In an adjacent cell culture lab, there are multiple stations, but researcher Gabrielle McDonald is solo. She’s studying the activity of genes as part of her cancer research. To an outsider, it appears to be work suited for one, but employees here describe research — which requires collaboration — as a “team sport.”

“It’s very different to have just me by myself or me and one other person. So, it’s really quiet. It’s hard to get used to. I kind of miss having other people around,” McDonald said.

As soon as they finish their allotted shifts, these scientists have to leave the office and continue work from home. Collaboration has shifted online.

“If you’re coming in to run an experiment in the lab, you come in and you run the experiment. You may write up that at home, you may do meetings when you get home to talk about the experiments.
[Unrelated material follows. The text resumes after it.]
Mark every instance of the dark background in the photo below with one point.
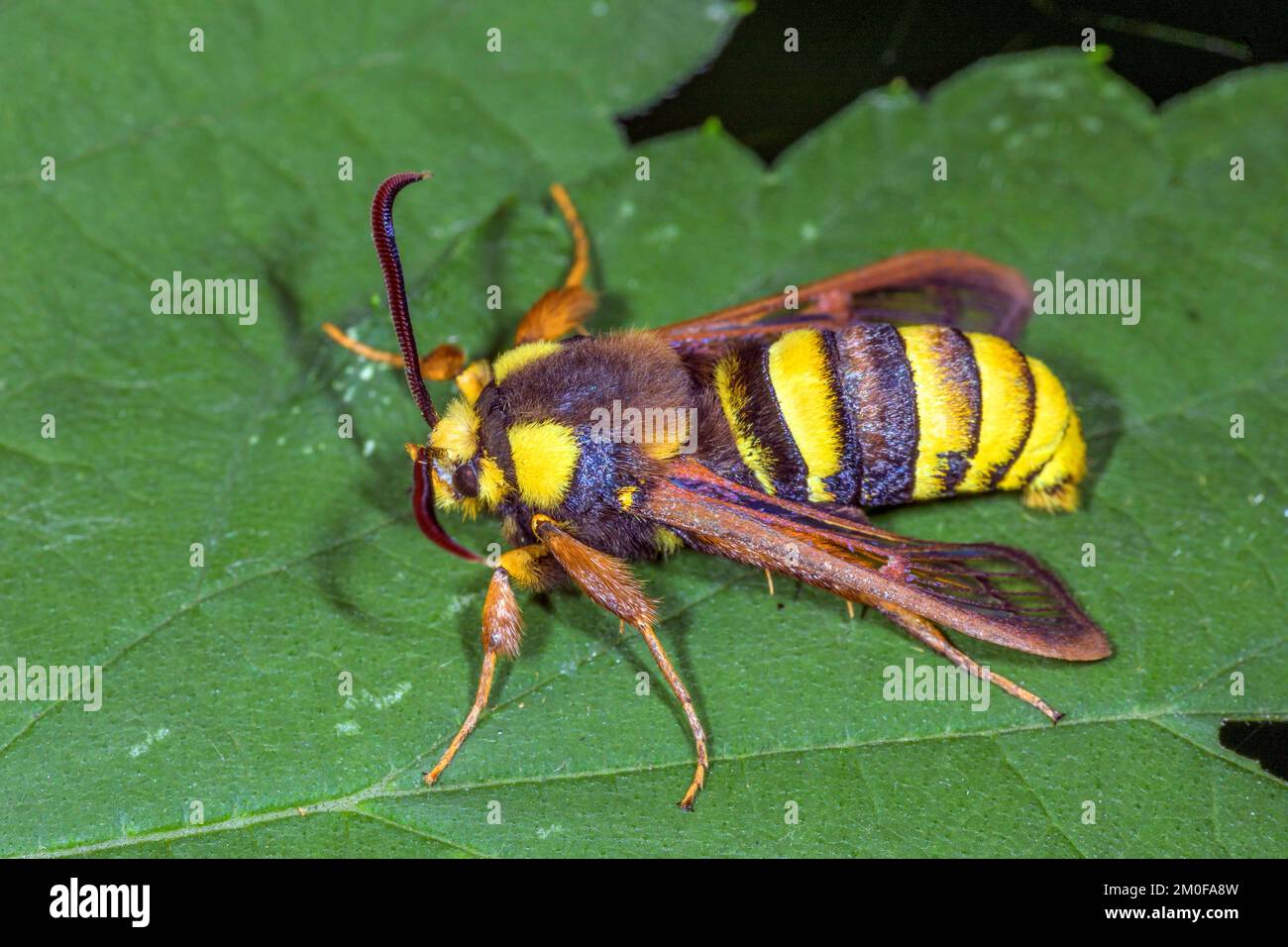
(768, 98)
So really, what needs to happen at the building should happen,” McLaughlin said.

Outside of these specialized labs, the Agios offices are mostly empty. If employees can do their work from home, it’s still the preferred approach.

Dave Madson, director of workplace for design firm CBT, is familiar with the challenge of getting employees back to the office during a pandemic.

“For those that have started to go back, it is very slow and deliberate,” Madson said, “It really is quite a sparse and slow return.”

And until social distancing is no longer required, most companies won’t be able to fit more than 50 or 60 percent of staff in the office at a time.

“The idea of every person on a staff coming in at the same time until there’s a vaccine — it’s probably not going to happen for nearly every company. I think that would be quite difficult to achieve with the current guidelines and rules in place,” Madson said.

Madson looks at floor plans to see what measures are needed to create “a safe environment,” he said. Not surprisingly, this includes creating signage, estimating room capacities and knowing where sanitation stations are needed.

“One of the most onerous parts of this is really air filtration and fresh air ventilation that’s in many of these high-rises. That isn’t something where they can simply just turn up the fans or open the windows,” Madson said.

For now, it seems, whatever the work, there’ll be no gathering at the water cooler for office gossip. In addition to the physical changes at offices, Madson said, communication with staff and putting in place COVID-era rules are essential.

“There’s a lot of education that needs to happen,” Madson said, ”to make sure everybody is on the same page and what you can expect when you do come back to the office.”

The return to the office, he said, is “a sort of psychological experience” that workers need to prepare for.